Ruptura insulta a inteligência do espectador ao substituir competência cinematográfica por um vídeo a-la-MTV e ainda se levar a sério

STEFANIE GASPAR
O FINO DA MOSTRA


Ruptura conta a história de Nia, um jovem que se envolve em uma briga e resolve vingar a morte de seu amigo Pulpo, ferido gravemente pelo líder de uma gangue rival, Spirit. Após a briga, Nia é mandado para uma prisão juvenil, na qual se passa grande parte do filme.

Estereótipo do filme de "mano" que tenta a todo custo ser descolado, Ruptura caracteriza-se pelo visual pretensiosamente arrojado e violento (como metáfora do mundo imprevisível das ruas) e pelo vocabulário lotado de gírias, que parecem surgir mais de um “afetamento” da linguagem natural da periferia do que de um retrato fiel ao universo dos jovens.

O filme faz questão de ressaltar o lado herói de Nia, que mesmo em sua condição de marginalidade consegue ainda preservar certos "princípios". Ele é o arquétipo típico do herói que faz coisas erradas (rouba, é agressivo, etc) mas no final é capaz de se redimir (com a dança em vez do assassinato), principalmente por amor (e essa é a única utilidade do personagem da promotora). É a trajetória de todo herói hollywoodiano, aqui repetida nos mesmos moldes. Ironicamente, não há nada menos glamouroso e hollywoodiano do que o verdadeiro cotidiano das ruas.

Apesar de ser retratado com certa superficialidade, Nia é carismático, o que ajuda o filme a conseguir certa empatia. Os demais personagens, entretanto, são tão estereotipados que é impossível levá-los a sério. O garoto socialista do centro de recuperação é o exemplo mais emblemático desse clichê: em todos os momentos possíveis ele fala algo como "Porcos capitalistas!" e coisas do gênero. A narrativa faz questão de utilizá-lo extremamente mal, dizendo que ele chegou ao centro por atirar coquetéis molotov (maior clichê comunista não há) e por rebeldia, que ele é o único que lê algo e só escuta no rádio emissoras ligadas ao socialismo, etc.

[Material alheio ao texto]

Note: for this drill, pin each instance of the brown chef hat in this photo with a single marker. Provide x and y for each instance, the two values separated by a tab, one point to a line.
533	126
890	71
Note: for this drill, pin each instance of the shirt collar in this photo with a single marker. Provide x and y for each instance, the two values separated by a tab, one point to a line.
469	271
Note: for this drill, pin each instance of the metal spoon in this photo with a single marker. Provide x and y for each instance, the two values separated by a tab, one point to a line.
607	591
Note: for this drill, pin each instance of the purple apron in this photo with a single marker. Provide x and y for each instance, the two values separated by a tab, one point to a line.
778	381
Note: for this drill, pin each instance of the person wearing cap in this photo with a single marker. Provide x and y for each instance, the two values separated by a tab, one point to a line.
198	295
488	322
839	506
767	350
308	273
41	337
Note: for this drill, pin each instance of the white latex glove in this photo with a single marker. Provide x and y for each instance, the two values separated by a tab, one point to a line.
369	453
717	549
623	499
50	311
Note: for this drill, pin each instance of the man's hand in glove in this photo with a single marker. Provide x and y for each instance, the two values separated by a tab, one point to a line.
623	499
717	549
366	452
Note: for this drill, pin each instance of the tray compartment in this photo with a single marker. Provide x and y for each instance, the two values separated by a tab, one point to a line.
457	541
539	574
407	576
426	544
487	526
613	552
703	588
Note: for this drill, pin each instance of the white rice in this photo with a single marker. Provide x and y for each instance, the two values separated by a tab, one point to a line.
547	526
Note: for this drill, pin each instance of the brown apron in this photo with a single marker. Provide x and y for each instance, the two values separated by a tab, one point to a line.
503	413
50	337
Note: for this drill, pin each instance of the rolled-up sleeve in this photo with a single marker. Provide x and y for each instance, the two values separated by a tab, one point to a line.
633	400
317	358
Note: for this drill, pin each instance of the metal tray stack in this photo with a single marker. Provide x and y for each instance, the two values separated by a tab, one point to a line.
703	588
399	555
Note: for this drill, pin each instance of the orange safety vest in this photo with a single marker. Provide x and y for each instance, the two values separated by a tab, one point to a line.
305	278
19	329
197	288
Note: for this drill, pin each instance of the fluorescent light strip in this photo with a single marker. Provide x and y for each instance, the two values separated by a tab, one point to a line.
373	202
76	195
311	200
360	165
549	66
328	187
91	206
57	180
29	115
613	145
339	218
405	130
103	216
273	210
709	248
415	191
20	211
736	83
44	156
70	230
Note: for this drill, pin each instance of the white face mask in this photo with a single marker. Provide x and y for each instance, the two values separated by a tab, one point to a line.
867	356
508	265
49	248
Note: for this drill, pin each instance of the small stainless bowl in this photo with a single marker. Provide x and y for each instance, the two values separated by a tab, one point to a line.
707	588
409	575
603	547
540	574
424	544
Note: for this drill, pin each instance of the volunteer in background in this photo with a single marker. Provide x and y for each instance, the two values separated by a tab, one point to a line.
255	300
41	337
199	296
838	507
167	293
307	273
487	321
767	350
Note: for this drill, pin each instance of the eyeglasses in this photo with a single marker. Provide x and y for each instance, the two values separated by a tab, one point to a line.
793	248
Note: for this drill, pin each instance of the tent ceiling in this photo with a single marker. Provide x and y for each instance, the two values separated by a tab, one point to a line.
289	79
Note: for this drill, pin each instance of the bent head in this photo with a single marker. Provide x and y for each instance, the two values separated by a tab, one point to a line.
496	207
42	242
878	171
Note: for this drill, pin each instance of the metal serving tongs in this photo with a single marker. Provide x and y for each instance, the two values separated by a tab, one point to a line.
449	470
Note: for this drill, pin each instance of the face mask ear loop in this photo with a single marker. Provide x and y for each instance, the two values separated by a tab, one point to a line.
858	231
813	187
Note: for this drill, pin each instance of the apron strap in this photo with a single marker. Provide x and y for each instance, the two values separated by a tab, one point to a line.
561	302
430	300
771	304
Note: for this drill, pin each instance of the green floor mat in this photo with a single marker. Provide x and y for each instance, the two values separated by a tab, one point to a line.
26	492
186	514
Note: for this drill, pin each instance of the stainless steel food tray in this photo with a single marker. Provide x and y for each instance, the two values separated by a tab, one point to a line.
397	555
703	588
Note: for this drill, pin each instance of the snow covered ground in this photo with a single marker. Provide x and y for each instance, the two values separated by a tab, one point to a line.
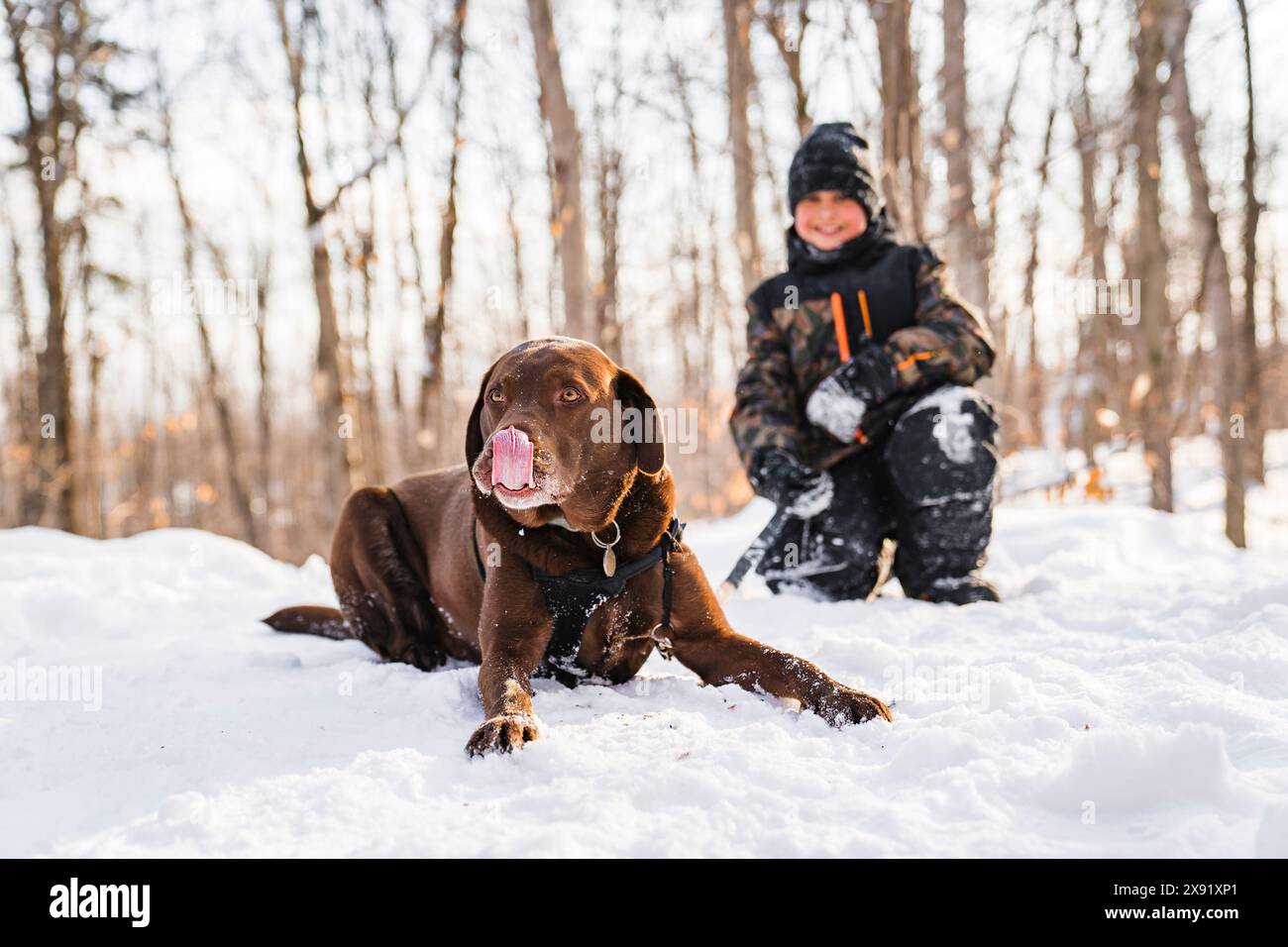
1128	698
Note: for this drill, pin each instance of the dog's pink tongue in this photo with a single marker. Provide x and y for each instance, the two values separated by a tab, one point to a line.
511	459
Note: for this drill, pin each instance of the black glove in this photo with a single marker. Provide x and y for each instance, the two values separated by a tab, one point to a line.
844	397
800	491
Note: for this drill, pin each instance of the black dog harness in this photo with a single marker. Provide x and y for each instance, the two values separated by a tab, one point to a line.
574	596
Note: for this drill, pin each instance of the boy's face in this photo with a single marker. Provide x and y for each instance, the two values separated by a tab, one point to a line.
828	218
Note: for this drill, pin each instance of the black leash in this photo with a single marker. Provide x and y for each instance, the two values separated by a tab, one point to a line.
572	598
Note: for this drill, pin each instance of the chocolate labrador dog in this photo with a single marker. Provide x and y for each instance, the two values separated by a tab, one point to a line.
553	552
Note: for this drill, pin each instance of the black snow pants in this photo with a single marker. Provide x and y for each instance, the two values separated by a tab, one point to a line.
928	486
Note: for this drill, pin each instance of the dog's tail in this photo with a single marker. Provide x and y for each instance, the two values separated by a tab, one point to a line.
310	620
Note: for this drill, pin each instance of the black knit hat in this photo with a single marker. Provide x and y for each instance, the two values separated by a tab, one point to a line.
835	158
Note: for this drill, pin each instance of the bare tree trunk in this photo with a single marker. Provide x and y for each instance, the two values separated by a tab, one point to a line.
265	403
1253	423
425	438
965	240
737	26
789	42
1035	386
214	382
1093	368
334	425
1149	260
50	144
609	185
570	221
432	414
1218	299
903	171
25	401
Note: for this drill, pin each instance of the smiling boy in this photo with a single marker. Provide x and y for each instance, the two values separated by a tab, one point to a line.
854	411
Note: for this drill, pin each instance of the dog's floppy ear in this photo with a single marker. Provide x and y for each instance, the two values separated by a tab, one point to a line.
651	451
473	436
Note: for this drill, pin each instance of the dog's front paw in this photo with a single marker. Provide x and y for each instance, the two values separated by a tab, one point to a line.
849	706
502	733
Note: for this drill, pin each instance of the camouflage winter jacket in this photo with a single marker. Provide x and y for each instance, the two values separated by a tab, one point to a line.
889	294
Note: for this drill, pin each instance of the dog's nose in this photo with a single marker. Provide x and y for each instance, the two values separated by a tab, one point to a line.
511	459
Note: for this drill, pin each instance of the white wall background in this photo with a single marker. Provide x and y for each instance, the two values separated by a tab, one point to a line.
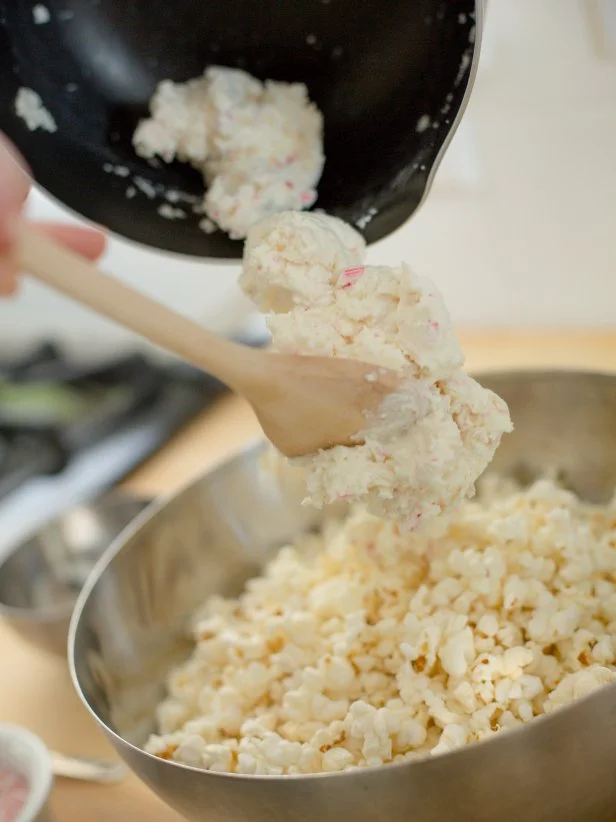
519	229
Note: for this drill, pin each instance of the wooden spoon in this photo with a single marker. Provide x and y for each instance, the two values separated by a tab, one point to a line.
303	403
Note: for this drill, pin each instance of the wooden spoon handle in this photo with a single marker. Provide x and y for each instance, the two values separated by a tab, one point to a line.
74	276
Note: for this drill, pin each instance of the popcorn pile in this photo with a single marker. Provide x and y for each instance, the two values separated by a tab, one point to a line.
430	441
367	645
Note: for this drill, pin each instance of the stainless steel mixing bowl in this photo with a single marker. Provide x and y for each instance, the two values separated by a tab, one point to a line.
40	578
128	629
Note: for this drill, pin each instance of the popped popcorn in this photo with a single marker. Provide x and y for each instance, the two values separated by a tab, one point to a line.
368	645
422	452
258	145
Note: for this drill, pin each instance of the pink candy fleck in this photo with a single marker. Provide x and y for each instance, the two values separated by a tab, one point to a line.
308	197
350	276
13	794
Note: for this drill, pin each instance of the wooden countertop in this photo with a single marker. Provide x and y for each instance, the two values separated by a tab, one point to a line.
35	690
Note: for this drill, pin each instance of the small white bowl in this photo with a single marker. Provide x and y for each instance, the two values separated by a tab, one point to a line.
25	753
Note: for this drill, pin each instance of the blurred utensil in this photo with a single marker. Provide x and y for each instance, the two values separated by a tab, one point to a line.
303	403
86	769
41	578
392	87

Mesmo tentando a todo custo ser um filme "descolado", Ruptura é moralista e clichê ao extremo. O final, que elege a dança e a música como possíveis “salvações” para Nia é de um didatismo enorme. Lição de moral é cinematograficamente insuportável, principalmente porquê o filme tenta construir uma narrativa que vê Nia e seu grupo com compreensão, mas no final simplesmente afirma, com arrogância: OK. Nós entendemos vocês e os achamos simpáticos, mas prestem atenção, porque nós temos as soluções para a marginalidade! A narrativa paternalista tira toda a graça que o filme teria se apenas apresentasse as situações em julgá-las.

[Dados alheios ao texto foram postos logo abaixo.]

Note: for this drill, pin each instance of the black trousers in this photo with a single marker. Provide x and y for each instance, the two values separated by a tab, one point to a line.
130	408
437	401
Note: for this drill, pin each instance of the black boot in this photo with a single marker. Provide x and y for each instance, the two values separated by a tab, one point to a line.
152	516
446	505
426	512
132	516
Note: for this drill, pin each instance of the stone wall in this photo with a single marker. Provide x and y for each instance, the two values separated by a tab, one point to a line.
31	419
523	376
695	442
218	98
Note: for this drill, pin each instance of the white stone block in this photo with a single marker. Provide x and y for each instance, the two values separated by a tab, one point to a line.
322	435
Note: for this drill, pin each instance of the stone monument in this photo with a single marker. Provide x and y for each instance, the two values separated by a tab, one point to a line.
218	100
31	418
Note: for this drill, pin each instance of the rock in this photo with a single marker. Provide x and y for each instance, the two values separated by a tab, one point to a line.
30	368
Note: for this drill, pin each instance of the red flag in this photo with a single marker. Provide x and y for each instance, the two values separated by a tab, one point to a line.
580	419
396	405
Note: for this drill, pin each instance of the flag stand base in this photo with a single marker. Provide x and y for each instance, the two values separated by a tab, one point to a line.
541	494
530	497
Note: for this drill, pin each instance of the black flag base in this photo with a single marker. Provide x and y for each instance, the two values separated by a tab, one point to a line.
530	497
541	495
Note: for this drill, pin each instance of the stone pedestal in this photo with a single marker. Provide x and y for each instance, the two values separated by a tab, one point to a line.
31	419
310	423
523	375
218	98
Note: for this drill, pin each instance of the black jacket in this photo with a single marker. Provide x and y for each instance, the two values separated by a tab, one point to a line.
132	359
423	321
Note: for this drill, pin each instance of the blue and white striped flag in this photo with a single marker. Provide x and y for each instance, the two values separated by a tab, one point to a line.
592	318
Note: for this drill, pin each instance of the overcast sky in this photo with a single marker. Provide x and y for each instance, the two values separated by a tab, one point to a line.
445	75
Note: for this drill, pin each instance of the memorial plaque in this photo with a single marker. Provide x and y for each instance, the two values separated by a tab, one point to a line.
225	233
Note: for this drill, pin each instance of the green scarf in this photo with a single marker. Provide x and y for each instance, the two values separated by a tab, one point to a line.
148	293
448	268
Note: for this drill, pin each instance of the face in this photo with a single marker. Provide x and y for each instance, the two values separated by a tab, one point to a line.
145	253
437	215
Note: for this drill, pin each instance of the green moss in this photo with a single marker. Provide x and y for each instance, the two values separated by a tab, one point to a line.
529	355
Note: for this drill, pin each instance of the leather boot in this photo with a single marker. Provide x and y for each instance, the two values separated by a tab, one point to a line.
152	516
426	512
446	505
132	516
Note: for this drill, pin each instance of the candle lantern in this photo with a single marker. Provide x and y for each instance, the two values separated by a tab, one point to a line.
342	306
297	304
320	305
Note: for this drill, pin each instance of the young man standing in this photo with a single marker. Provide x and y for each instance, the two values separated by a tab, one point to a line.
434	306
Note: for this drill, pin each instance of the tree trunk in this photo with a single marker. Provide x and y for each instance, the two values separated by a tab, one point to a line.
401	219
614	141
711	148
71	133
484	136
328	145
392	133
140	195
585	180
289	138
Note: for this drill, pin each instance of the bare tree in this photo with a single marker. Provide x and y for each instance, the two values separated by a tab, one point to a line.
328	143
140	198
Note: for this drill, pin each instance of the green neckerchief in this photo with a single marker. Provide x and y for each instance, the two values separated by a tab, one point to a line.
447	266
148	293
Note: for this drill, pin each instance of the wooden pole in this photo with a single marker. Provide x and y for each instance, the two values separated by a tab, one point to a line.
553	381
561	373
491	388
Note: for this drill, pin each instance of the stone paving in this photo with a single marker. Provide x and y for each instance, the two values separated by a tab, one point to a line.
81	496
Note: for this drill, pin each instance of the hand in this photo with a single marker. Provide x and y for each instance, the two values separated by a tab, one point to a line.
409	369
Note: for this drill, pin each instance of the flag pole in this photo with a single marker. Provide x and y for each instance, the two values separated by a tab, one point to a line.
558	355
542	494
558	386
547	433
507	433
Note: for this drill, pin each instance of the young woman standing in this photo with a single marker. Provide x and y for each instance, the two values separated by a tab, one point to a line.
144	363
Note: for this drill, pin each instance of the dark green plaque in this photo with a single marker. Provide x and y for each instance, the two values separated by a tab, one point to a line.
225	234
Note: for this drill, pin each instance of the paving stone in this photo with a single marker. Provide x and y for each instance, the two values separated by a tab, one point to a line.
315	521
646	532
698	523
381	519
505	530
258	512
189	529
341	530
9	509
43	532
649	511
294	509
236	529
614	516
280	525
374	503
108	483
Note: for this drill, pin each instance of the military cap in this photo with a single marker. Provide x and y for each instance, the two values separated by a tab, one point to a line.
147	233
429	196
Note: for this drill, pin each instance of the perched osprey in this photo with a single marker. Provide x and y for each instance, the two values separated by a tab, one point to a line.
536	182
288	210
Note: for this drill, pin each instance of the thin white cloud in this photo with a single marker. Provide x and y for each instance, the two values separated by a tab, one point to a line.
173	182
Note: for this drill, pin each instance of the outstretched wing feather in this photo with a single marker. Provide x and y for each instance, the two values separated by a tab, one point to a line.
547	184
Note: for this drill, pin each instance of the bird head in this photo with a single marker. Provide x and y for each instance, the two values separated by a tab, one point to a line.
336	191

O filme deixa de lado muitas questões que seriam muito interessantes, como o caso do melhor amigo de Nia dentro do reformatório. Ao mesmo tempo em que o garoto possui e obedece ao código de honra das ruas, ou seja, não dedurar nem fraquejar, ele tem uma moral estranha: ao ver a promotora que está tentando ajudar Nia, ele tenta estuprá-la, coisa que Nia, de acordo com a narrativa, jamais faria. O filme, entretanto, deixa essa questão de lado, em vez de aprofundar os paradoxos das situações dos internos.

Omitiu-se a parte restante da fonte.